Joel Verhagen

a computer programming blog

How to run a distributed scan of Azure Table Storage

Series

This post is part of my Advanced Azure Functions series (thanks for the idea, Loïc!)

  1. How to run a distributed scan of Azure Table Storage - this post
  2. Disk write performance on Azure Functions - use the Azure File Share efficiently

Introduction

Suppose you have a massive table in Azure Table Storage and you need to perform some task on every single row. In my case, I am using Azure Table Storage to record the latest NuGet V3 catalog leaf for each package ID and version. After this table is created, I want to enqueue an Azure Queue Storage message for each package ID and version (each row in the table). In other words, I’m using Azure Table Storage to deduplicate work items via row-level concurrency controls (etags) before enqueueing the work item for each row. In my case, the NuGet V3 catalog often has multiple catalog leaves for package ID and version, and I only want to process the latest leaf.

Getting every single row in an Azure Table can be done in many ways. The simplest approach would be to use the segmented query API and pagination to get blocks of 1000 entities at a time, in a serial fashion, and perform whatever action you need on those segments. The C# code could look something like this:

The “serial” approach

This sequentially fetches all records in a single Azure Table.

CloudTable table = GetTable("mystoragetable");
var tableQuery = new TableQuery { TakeCount = 1000 };

TableContinuationToken continuationToken = null;
do
{
    // Get the next segment
    TableQuerySegment segment = await table.ExecuteQuerySegmentedAsync(
        tableQuery,
        continuationToken);
    
    // Process the segment however you want

    // Continue to the next segment
    continuationToken = segment.ContinuationToken;
}
while (continuationToken != null);

Problem

This serial probably works in many scenarios but it starts to fall over if the table is really big. Suppose you have a table with many millions of rows and many hundreds of thousands of partition keys. Depending on your execution environment, you may not be able to perform that sequential pagination of the entire table within some time limit. For example, Azure Function’s consumption plan has a maximum execution duration of 10 minutes.

From some of my testing, I found that it takes about 8 minutes to serially page through 3.5 million records in Azure when the storage account is in the same region (I tested West US 2).

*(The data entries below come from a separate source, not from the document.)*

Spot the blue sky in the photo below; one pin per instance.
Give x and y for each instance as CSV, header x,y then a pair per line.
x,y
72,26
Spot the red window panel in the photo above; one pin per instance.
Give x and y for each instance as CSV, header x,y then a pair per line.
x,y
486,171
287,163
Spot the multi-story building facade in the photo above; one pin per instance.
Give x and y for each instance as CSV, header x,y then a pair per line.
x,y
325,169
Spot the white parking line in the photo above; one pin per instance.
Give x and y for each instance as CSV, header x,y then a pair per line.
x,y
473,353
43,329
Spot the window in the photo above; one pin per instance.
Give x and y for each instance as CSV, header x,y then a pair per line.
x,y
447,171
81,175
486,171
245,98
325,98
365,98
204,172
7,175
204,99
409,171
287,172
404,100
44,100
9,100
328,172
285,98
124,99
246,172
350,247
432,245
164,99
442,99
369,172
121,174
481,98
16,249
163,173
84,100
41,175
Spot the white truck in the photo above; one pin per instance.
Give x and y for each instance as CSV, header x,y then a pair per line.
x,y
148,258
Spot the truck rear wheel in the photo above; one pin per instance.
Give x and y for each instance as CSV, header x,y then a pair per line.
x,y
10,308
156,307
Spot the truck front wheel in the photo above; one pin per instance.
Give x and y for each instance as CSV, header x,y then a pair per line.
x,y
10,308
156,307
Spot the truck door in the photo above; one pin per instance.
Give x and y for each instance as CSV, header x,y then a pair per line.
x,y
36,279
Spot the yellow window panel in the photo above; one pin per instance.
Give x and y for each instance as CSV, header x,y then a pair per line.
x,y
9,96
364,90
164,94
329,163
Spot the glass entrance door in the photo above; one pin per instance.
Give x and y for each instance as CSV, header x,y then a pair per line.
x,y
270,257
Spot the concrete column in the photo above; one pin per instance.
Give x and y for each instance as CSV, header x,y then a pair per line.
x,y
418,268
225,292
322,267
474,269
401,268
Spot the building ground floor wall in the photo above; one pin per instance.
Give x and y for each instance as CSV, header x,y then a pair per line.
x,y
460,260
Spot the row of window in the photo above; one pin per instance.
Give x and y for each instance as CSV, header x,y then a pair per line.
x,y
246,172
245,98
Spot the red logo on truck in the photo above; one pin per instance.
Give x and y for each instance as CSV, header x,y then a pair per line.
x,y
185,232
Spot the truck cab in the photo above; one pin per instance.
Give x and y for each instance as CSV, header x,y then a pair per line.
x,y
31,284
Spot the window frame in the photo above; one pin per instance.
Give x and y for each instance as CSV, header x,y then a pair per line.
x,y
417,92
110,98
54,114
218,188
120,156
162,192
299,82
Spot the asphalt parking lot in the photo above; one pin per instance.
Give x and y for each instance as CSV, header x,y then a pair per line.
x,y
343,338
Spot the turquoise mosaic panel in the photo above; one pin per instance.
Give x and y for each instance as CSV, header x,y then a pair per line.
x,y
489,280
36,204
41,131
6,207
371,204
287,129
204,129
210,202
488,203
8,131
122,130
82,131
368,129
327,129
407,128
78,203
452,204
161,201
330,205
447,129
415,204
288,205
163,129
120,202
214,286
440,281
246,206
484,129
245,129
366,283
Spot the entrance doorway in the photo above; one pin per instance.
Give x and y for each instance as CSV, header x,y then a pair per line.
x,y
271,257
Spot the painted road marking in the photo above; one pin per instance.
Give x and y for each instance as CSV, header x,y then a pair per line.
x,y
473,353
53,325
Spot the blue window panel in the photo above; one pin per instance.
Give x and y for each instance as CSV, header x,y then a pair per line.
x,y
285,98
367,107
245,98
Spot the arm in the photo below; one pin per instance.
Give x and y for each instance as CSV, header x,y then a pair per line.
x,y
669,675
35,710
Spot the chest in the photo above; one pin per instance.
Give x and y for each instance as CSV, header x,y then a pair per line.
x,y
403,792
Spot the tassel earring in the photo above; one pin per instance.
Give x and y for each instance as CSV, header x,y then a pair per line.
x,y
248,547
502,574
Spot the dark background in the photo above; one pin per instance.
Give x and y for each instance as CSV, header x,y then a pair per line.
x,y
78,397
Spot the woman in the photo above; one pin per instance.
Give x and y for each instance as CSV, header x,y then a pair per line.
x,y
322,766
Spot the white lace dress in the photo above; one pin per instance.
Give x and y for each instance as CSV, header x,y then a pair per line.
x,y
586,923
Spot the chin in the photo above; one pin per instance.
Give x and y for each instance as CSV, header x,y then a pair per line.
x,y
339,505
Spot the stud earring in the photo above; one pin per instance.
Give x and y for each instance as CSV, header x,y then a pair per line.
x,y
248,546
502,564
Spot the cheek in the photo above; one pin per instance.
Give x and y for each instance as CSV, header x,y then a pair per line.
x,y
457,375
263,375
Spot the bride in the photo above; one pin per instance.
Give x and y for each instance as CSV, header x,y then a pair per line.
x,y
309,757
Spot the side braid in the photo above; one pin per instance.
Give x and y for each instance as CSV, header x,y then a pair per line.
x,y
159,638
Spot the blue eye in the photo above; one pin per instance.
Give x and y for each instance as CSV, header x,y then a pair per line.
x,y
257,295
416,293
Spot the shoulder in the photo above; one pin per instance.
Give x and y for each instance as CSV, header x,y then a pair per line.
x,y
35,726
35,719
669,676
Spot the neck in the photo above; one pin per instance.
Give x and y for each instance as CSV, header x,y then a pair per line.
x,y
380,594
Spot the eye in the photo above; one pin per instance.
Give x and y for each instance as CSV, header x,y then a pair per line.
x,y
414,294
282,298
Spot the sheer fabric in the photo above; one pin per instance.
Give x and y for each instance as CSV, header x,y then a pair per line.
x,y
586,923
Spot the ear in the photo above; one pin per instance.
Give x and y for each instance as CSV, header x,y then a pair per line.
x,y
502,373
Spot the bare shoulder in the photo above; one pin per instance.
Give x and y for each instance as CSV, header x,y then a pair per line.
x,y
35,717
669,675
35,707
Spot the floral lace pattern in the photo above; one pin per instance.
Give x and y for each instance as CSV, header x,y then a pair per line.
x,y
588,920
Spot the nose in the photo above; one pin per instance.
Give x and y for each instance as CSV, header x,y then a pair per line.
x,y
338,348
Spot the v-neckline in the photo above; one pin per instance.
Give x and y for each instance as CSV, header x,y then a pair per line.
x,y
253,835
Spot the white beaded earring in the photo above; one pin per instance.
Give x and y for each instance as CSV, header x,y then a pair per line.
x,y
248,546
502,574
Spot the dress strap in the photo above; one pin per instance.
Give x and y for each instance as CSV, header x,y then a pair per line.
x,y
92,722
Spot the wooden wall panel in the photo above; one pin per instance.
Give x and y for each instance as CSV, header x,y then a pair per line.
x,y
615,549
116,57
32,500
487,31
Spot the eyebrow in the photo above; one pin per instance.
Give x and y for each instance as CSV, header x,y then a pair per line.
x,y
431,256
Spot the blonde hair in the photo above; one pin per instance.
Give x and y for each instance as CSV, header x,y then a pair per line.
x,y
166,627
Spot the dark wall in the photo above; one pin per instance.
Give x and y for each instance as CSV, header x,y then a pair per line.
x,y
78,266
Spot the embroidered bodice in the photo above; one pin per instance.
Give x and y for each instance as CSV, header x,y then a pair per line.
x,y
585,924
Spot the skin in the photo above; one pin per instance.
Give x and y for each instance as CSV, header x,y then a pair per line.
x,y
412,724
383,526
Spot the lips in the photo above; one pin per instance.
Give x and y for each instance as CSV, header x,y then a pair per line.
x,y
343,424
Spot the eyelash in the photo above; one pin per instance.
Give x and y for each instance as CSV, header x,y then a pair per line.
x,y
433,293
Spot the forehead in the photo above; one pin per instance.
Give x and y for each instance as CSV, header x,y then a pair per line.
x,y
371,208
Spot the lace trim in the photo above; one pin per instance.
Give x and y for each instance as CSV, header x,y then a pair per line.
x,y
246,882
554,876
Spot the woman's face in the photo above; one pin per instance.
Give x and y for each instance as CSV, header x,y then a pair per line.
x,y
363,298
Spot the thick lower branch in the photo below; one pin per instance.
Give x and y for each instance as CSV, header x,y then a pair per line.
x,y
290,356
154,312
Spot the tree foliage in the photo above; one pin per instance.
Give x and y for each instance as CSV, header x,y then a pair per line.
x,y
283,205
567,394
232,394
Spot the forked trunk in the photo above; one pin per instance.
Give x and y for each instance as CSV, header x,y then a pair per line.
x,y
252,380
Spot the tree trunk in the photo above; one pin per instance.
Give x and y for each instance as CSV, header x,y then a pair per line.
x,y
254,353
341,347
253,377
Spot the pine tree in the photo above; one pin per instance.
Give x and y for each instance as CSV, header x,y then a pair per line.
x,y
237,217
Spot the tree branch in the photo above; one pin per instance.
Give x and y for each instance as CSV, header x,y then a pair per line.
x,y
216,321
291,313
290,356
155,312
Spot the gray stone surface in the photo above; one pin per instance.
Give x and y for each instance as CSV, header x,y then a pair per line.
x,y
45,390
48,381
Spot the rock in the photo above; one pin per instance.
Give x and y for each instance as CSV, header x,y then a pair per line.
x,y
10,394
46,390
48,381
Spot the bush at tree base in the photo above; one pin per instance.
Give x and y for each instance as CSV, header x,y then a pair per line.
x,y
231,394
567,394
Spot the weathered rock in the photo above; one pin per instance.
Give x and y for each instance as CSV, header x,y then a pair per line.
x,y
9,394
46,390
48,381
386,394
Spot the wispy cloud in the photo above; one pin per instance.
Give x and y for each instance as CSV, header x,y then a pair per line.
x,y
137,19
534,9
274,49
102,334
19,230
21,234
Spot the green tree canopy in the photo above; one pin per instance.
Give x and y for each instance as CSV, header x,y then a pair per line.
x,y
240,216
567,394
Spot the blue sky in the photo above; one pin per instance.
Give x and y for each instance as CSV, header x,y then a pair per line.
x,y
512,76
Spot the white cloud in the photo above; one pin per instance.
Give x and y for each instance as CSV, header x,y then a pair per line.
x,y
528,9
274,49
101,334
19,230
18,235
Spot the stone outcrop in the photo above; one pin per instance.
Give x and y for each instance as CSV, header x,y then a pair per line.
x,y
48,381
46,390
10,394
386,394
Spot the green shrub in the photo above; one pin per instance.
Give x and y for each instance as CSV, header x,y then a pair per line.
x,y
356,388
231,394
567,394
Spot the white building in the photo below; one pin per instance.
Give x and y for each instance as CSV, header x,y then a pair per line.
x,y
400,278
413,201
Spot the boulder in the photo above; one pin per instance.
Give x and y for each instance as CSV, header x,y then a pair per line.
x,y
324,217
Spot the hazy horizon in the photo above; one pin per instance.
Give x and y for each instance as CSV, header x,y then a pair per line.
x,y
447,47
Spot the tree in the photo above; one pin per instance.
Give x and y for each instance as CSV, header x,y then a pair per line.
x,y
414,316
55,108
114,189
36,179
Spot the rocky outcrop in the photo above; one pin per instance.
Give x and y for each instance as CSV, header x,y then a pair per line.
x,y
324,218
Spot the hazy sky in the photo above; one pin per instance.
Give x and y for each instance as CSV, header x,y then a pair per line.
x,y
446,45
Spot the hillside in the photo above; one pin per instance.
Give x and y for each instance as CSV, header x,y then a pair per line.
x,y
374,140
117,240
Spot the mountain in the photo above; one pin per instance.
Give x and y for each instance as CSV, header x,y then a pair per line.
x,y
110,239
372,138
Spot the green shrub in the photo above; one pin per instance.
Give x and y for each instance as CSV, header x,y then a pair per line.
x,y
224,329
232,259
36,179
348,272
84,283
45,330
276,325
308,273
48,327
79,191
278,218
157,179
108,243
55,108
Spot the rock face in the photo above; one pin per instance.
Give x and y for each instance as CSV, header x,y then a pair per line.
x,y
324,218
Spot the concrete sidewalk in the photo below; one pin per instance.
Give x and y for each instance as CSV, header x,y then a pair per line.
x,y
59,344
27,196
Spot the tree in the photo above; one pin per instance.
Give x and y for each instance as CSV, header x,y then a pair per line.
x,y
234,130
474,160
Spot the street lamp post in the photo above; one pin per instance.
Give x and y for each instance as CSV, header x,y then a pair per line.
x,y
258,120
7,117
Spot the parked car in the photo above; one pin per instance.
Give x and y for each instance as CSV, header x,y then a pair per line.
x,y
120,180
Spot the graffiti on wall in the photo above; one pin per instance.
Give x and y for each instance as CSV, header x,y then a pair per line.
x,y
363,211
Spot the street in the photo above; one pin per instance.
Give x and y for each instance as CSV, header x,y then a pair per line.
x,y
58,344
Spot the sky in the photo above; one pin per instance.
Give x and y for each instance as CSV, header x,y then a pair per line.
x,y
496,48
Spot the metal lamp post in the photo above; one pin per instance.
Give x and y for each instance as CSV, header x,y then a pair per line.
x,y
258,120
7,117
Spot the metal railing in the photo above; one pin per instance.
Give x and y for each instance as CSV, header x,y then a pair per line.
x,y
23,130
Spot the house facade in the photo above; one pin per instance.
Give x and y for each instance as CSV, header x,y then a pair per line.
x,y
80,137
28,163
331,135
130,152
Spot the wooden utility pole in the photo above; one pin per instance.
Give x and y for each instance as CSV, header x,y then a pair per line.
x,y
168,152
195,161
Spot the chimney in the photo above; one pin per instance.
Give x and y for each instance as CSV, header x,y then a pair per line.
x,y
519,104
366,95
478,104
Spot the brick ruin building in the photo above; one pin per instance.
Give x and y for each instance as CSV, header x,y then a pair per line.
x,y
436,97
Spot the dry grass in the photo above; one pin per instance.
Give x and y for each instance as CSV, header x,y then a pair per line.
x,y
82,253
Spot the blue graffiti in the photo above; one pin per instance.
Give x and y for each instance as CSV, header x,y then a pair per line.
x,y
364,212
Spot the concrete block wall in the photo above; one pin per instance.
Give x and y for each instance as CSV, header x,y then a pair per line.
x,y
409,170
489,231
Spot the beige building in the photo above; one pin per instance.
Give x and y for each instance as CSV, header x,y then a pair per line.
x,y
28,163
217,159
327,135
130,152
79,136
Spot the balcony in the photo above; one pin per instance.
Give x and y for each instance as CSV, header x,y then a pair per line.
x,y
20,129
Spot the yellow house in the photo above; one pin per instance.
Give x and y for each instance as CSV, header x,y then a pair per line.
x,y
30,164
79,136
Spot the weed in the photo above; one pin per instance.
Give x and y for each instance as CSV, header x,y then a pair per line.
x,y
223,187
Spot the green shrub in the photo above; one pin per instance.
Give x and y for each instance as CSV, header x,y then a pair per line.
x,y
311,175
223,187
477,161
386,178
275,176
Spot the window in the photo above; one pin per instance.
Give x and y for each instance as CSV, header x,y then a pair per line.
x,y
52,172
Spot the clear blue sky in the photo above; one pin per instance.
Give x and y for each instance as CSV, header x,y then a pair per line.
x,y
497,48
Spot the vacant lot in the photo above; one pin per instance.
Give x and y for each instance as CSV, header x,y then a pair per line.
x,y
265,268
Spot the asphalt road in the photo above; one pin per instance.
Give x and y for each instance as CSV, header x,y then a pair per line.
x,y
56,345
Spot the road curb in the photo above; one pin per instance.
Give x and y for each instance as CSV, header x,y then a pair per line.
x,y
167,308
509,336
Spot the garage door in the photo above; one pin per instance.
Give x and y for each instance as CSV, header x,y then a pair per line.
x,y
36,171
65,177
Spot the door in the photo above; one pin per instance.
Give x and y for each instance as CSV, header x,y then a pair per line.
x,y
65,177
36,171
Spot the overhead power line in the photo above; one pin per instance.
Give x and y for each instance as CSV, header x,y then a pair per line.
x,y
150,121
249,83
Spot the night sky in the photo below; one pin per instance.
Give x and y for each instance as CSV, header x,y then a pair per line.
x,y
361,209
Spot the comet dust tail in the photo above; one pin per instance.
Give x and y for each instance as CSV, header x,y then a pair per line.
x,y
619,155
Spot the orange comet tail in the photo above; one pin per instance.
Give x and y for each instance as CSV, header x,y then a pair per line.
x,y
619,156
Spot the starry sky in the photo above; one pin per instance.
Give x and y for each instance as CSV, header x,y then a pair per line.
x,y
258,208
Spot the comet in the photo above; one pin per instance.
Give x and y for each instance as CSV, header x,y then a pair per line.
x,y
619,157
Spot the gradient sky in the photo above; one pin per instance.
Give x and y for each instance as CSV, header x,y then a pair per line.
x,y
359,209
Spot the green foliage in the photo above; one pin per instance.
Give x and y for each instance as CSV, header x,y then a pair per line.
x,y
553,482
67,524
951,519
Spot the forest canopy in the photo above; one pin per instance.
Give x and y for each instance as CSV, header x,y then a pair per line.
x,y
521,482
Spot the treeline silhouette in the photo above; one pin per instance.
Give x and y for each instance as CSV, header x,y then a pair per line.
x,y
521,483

If my data grows much more, I won’t be able to fetch all of the data within a single Azure Function execution. And this duration doesn’t account for any logic on each row. If I do a somewhat costly operation on each entity, then there’s no way I can finish the work before the timeout.

So what are the options? Well, I could improve the serial approach and record the continuation token after each segment. This way, upon timeout, I could resume at the latest continuation token point (i.e. that is x-ms-continuation-NextPartitionKey and x-ms-continuation-NextRowKey values).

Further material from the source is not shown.